= Peter Dmytruk =

Canadian Air Force officer

Peter Dmytruk (May 27, 1920 in Radisson, Saskatchewan – December 9, 1943 at Les Martres-de-Veyre, Puy-de-Dôme, Auvergne Province, Occupied France) was a Sergeant in the Royal Canadian Air Force who was killed fighting with the French Resistance during World War II.

==Life==
Peter Dmytruk was born in Radisson, Saskatchewan in 1920 to a Ukrainian immigrant family. At the outbreak of World War II, Peter Dmytruk was living in Wynyard, Saskatchewan when he joined the Royal Canadian Air Force in July 1941. Following his training, he was shipped overseas where he served as a Halifax tail gunner with 405 Squadron RCAF. During a mission over France, just east of Paris, Flight Sergeant Dmytruk's plane was hit by German anti-aircraft fire. He survived the crash and after hiding in the woods, he was protected by locals who put him in touch with members of the French Underground. Dmytruk was led south through German-occupied France towards the escape route through the Pyrenees into Spain. Along the way, he was deeply impacted by the plight of the French people under Nazi occupation and chose not to be smuggled out of the country. Instead, he joined the French Resistance, which dubbed him, "Pierre le Canadien."

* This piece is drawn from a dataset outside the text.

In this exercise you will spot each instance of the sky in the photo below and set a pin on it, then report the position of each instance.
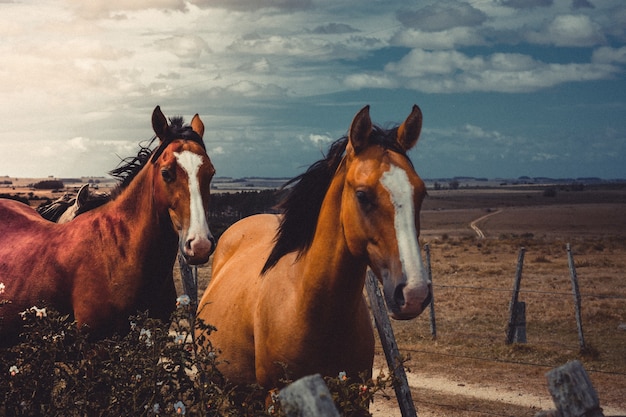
(508, 88)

Peter Dmytruk's duties for the Resistance brought him to the small village of Les Martres-de-Veyre, about 15 kilometers south of Clermont-Ferrand where he gained a reputation amongst his French colleagues as a fearless fighter, undeterred by the ever-present danger. Following the sabotage of a German troop and munitions train, the Germans sent troops into Les Martres-de-Veyre. Normally, the usual Wehrmacht reprisal for such sabotage incidents involved executing all the men in the village. However, on December 9, 1943, Peter Dmytruk was arrested and because it was believed that the notorious "Pierre le Canadien" was responsible for the train sabotage, he was executed on the spot. As a result, the German military believed they had broken the backbone of the local Resistance movement.

==Aftermath==
The people of Les Martres-de-Veyre buried the 23-year-old Peter Dmytruk with honours in the community cemetery. Because of the war, it would be more than a year before the Canadian government could confirm Dmytruk's death to his family. Following VE Day, however, he was amongst those individuals almost completely forgotten, as the Canadian people were anxious to put the War behind them.

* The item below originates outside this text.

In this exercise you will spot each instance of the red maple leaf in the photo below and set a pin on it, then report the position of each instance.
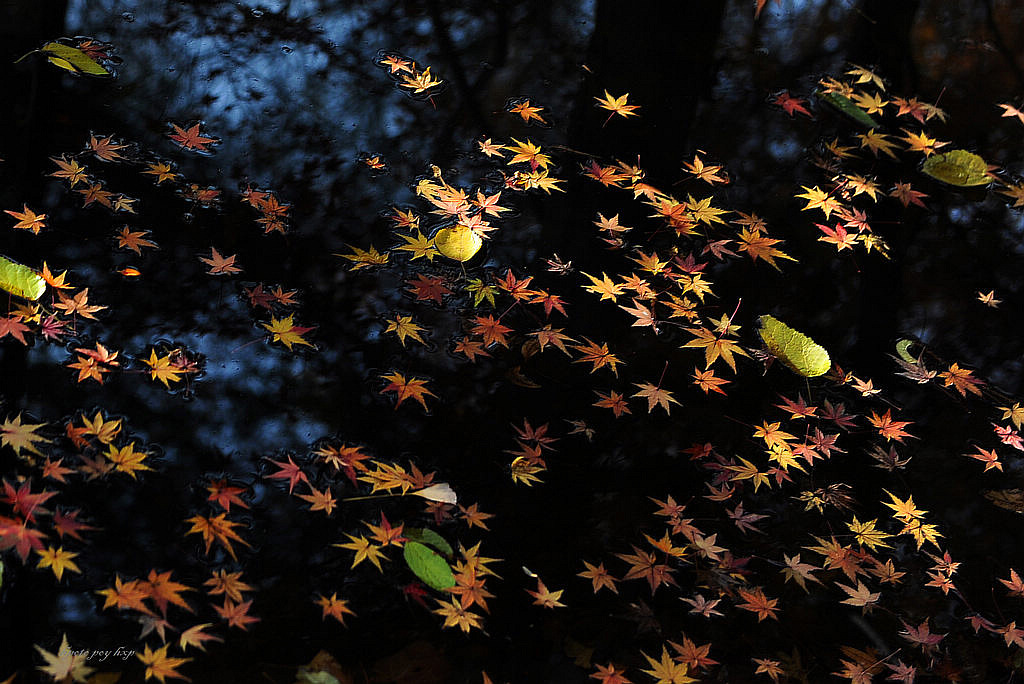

However, acclaimed as a hero whose selfless courage helped bring freedom to France and whose death saved the life of many residents of Les Martres-de-Veyre, a street was named after him. The Fourth French Republic honoured Dmytruk with the Croix de Guerre and at the end of the War, beginning in 1946 and each year thereafter, the citizens of Les Martres-de-Veyre held a parade and memorial service at his monument.

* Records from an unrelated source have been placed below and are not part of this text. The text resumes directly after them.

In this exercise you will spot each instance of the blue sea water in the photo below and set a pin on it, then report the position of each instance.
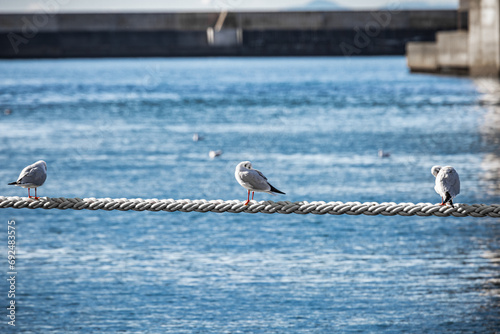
(124, 127)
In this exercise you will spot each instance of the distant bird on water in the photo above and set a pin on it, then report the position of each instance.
(214, 154)
(253, 180)
(447, 183)
(32, 176)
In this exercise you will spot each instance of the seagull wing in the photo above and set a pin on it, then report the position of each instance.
(32, 175)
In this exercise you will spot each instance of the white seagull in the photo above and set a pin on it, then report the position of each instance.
(253, 180)
(32, 176)
(447, 183)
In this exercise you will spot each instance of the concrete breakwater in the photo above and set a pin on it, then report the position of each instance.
(339, 33)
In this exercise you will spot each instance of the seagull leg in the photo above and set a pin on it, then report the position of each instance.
(447, 199)
(248, 198)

Almost thirty years after his death, in August 1972, the surprised mayor of Wynyard, Saskatchewan received a letter from the mayor of Les Martres-de-Veyre, who proposed to honour the slain Canadian airman through the twinning of their two small towns and the creation of a new and larger memorial at Dmytruk's gravesite. On the thirtieth anniversary of his death, a 13-person delegation of Dmytruk's relatives and officials from Saskatchewan joined the French commemoration ceremony.

In 1999, Peter Dmytruk was awarded the "Nation Builders Awards" that honours the contributions of outstanding Ukrainian Canadians from the Province of Saskatchewan.